Anyway, RV you're correct that for x = 0 or x = 1, x ^ 2.2 = x so gc and anti-gc don't matter. For any other value (or any color containing such value as a component) you must think about what it means and whether or not to use it.
RV, the Weave is blending the colors you give it, but in a complicated pattern (shaped like a weave.) This blending is the same as the Blend node, and it is color math. You are correct to wonder if it is a mistake to anti-GC the colors before using them in the Weave node.
Based on the weave node alone (leaving aside how its being used later) if we're thinking about it as if it were a baked image map node instead, we'd want to anti-GC it AFTERWARD, not BEFORE. Why?
Do you remember my demonstration a few weeks ago regarding the Blender node to produce a gradient between two colors?

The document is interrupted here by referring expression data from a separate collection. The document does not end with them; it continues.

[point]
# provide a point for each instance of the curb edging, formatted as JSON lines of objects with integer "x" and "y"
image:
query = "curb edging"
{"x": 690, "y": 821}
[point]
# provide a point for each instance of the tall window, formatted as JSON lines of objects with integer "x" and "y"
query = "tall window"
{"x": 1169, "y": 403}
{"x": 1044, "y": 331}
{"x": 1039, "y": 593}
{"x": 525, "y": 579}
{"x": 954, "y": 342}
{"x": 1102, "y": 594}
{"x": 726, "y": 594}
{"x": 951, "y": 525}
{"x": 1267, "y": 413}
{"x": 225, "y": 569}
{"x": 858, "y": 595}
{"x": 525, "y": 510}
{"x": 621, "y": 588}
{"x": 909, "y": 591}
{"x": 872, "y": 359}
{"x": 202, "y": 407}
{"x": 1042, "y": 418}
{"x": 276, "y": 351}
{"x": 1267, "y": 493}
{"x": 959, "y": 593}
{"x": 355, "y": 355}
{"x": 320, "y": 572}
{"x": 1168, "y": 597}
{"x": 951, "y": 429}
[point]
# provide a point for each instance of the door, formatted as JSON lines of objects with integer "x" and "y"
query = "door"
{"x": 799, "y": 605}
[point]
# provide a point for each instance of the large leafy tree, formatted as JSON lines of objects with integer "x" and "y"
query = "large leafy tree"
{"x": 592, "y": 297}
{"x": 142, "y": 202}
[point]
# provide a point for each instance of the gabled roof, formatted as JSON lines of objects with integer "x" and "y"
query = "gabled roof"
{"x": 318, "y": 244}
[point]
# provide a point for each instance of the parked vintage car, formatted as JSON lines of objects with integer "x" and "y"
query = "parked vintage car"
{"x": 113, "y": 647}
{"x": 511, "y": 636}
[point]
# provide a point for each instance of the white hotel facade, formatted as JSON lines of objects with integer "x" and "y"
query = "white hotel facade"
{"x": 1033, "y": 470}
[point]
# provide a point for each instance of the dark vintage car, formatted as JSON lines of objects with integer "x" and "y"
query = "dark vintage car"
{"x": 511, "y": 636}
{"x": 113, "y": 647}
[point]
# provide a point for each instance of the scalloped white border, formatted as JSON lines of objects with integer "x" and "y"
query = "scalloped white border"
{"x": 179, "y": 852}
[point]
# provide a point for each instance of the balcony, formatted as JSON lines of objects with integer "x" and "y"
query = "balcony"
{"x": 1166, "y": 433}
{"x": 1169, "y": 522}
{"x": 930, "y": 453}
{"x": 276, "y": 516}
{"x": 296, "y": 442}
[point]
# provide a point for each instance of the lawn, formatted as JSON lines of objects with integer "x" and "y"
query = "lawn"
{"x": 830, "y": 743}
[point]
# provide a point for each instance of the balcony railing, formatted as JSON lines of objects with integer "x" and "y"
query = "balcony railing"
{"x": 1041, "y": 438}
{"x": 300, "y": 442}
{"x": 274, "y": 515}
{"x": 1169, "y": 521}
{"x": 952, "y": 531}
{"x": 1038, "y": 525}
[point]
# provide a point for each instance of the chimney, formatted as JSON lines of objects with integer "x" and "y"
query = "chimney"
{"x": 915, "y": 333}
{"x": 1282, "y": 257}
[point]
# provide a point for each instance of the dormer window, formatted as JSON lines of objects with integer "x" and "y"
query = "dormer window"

Do you remember that when we make a gradient in linear space, we pass through different intermediate colors compared to the same gradient in sRGB space?
Everybody needs to go here:
http://www.renderosity.com/mod/forumpro/showthread.php?thread_id=2762503&page=6#message_3428749
Look at my gradient demos comparing a gradient in linear color space with the same gradient in sRGB color space. (or more specifically, the approximation to sRGB called GC(2.2) color space). Read what I wrote there until you can explain it without me.
So if we're talking about a pattern generating node that produces a pleasing color pattern involving gradients, and the author made his/her choices of colors and parameters interactively, while viewing a preview of this pattern on in the material room, then you must conclude you do not want to change the author's pattern. Procedural patterns are not right or wrong - they are what you wanted them to be. As the result of experimentally interacting with a gradient that was working in sRGB space, the results should be considered to be correct, a priori. Therefore, anti-GC that node after it does its gradient pattern building work.
Note, however, that this is precisely NOT, I repeat NOT, what happens in Poser Pro when you enable render GC. In that case, each incoming individual parameter is anti-GC'd and THEN the nodes get to make their patterns. In that case, there will be subtle differences between the GC and non-GC rendering of that shader, differences that go beyond luminance. They will involve the evolution of gradients through a different color space.
For this reason, the mechanical conversion of shaders to become GC shaders, while maintaining the original author's intent, will be very difficult.
After you get done figuring out whether to anti-GC before or after the Weave node, you have the odd fact that it then is multiplied with a shade of blue. Now you have to ask (as Izi pointed out) was that blue the result of a visual choice (I like this shade of blue) or was that blue the result of a ratio choice (I like this ratio of R, G, and B, as a multiplier, and the fact that said multiplier has an appearance of this blue is not relevant at all.)
Which is it?
Or, should you wait till after the multiply with blue to do the anti-GC? That's not what Poser Pro would do.
Poser Pro would have anti-GC'd the incoming colors to the Weave, which would alter the gradient intermediate colors produced. It would also have anti-GC'd that blue mutliplier. The product of those would be a new color that bears little to no resemblance, mathematically, to the color the original author intended, no matter how you look at it.
No, I'm afraid that the only way to maintain any conformance with the pattern the original author intended is to understand how the author arrived at that. In my opinion, the correct place to insert the anti-GC in that shader is right before the Diffuse node, not earlier.